A flagship scheme under the Startup India initiative, the Startup India Seed fund Scheme (SISFS), was implemented on April 1, 2021. Rs 477.45 crore has been approved by the Ministry of State for Commerce and Industry. The amount is approved for 133 incubators. An early investment stage in a new business idea or startup is known as seed funding. Seed funding aims at helping the company reach a point where additional revenue can be generated so the company can become self-sustaining.
The Startup India scheme provides support to startups at different stages of their business cycle, which are provided through the startup initiatives, namely, the Startup India Seed Fund Scheme (SISFS), Credit Guarantee Scheme for Startups (CGSS), and Fund of Funds for Startups (FFS). After that, the startups can raise investments from venture capitalists or angel investors. They can even seek loans from financial institutions or commercial banks.
The overall SISFS is monitored and executed by the Government’s Experts Advisory Committee (EAC). The EAC will select and evaluate the allotment of incubators in the Seed Funds scheme. Different measures will be taken by the EAC to fulfil the scheme’s objectives through efficient utilization of funds. The startup India Seed Fund Scheme aims at providing financial assistance to startups for prototype development, market-entry, proof of concept, and commercialization.
Startup India Initiative
A government-based initiative, Startup India focuses on building a robust startup ecosystem in India to provide opportunities to growing entrepreneurs. It also encourages private investments in startups. To develop the startup ecosystem, the government implements annual programs and exercises, which include National Startup awards, States’ Startup Ranking, and Innovation Week.
To reduce compliance burden and enhance ease of doing business, stakeholder consultancy is used by the government, where policy-related recommendations are made.
Who is eligible for the scheme?
- A startup incorporated not more than 2 years ago and recognized by the Department for Promotion of Industry, and Internal trade (DPIIT) can apply for the scheme.
- The startups should not receive monetary support of more than Rs 10 lakhs through any other state or central government scheme.
- Startups creating innovative solutions in sectors such as education, agriculture, social impact, water management, waste management, food processing, financial inclusion, biotechnology, energy, healthcare, defense, mobility, railways, space, textiles, oil, and gas, etc. will be preferred for the scheme.
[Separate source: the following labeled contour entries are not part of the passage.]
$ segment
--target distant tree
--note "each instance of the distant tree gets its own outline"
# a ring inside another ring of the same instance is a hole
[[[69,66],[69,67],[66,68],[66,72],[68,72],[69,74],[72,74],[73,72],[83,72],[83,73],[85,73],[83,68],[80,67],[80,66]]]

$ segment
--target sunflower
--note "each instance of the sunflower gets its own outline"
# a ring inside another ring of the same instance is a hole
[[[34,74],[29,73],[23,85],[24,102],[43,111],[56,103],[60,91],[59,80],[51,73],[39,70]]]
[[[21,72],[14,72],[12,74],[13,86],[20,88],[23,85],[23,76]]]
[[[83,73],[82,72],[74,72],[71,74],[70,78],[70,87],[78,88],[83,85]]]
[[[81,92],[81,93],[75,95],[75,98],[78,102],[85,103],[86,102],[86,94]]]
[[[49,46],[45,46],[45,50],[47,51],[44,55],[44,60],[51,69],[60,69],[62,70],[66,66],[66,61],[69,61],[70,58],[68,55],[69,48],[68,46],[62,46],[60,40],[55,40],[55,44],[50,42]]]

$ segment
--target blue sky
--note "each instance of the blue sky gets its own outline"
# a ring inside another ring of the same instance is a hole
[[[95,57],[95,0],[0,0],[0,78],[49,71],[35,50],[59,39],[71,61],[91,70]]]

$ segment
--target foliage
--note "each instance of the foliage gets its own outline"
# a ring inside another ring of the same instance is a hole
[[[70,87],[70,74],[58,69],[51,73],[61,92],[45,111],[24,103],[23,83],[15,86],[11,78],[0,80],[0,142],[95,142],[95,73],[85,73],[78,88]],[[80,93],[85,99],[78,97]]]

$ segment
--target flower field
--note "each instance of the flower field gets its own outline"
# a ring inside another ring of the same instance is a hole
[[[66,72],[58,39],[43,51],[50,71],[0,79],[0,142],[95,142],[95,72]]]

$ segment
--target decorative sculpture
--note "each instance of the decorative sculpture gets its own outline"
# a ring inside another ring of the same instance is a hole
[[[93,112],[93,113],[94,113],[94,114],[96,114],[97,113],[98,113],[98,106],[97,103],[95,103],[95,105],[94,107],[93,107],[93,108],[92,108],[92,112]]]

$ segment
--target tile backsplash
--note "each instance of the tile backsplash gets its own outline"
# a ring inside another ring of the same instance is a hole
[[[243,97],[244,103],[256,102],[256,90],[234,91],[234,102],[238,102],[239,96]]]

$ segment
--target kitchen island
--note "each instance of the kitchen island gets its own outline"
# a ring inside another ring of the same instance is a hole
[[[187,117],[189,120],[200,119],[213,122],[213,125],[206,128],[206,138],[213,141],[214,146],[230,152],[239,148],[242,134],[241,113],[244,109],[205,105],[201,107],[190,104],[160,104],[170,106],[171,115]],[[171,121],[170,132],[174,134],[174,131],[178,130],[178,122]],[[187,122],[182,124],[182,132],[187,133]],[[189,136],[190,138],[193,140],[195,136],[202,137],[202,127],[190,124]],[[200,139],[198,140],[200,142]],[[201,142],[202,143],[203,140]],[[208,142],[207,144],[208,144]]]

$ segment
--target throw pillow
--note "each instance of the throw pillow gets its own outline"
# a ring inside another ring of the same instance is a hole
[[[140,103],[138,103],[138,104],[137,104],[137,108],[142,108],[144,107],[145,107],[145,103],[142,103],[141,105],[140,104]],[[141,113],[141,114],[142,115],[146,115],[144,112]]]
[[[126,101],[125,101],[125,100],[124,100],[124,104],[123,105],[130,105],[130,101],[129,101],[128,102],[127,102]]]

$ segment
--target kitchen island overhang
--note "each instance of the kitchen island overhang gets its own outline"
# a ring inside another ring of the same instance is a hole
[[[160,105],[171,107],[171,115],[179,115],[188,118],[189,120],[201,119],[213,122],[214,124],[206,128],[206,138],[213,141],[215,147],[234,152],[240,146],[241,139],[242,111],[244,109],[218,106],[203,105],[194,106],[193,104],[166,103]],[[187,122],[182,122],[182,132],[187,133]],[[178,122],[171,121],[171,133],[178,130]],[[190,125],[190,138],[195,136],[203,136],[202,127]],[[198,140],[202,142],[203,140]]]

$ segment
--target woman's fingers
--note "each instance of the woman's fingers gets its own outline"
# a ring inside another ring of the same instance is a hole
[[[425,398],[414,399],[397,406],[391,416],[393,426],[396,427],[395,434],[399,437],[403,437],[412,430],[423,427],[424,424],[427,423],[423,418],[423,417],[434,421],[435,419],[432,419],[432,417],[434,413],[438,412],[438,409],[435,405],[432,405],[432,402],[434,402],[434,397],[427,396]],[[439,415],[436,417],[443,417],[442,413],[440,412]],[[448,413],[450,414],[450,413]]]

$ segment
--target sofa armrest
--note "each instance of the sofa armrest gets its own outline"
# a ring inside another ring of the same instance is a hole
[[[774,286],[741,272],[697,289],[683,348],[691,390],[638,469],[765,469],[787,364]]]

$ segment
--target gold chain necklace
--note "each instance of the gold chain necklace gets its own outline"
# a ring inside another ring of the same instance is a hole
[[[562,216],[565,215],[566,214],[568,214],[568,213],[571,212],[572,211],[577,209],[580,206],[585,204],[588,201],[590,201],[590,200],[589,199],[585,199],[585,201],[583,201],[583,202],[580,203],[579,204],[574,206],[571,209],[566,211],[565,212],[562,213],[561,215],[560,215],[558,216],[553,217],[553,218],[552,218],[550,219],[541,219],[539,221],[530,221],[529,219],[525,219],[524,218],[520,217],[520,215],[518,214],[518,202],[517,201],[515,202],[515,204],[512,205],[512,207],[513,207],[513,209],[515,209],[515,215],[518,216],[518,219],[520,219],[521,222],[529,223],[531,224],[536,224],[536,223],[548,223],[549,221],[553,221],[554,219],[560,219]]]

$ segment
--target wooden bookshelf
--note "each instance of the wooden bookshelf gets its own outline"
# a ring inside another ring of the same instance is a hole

This scheme will provide capital to the entrepreneurs at the early stages of growth when investment is essential for the enterprise. Availability of capital works as a make-or-break situation for startups, and inadequacy of capital increases the sufferings of the Indian Startups who have good business ideas and opportunities. With the availability of capital investment, startups can easily take off in their business. This scheme provides funding to innovative startups and also leads to employment generation.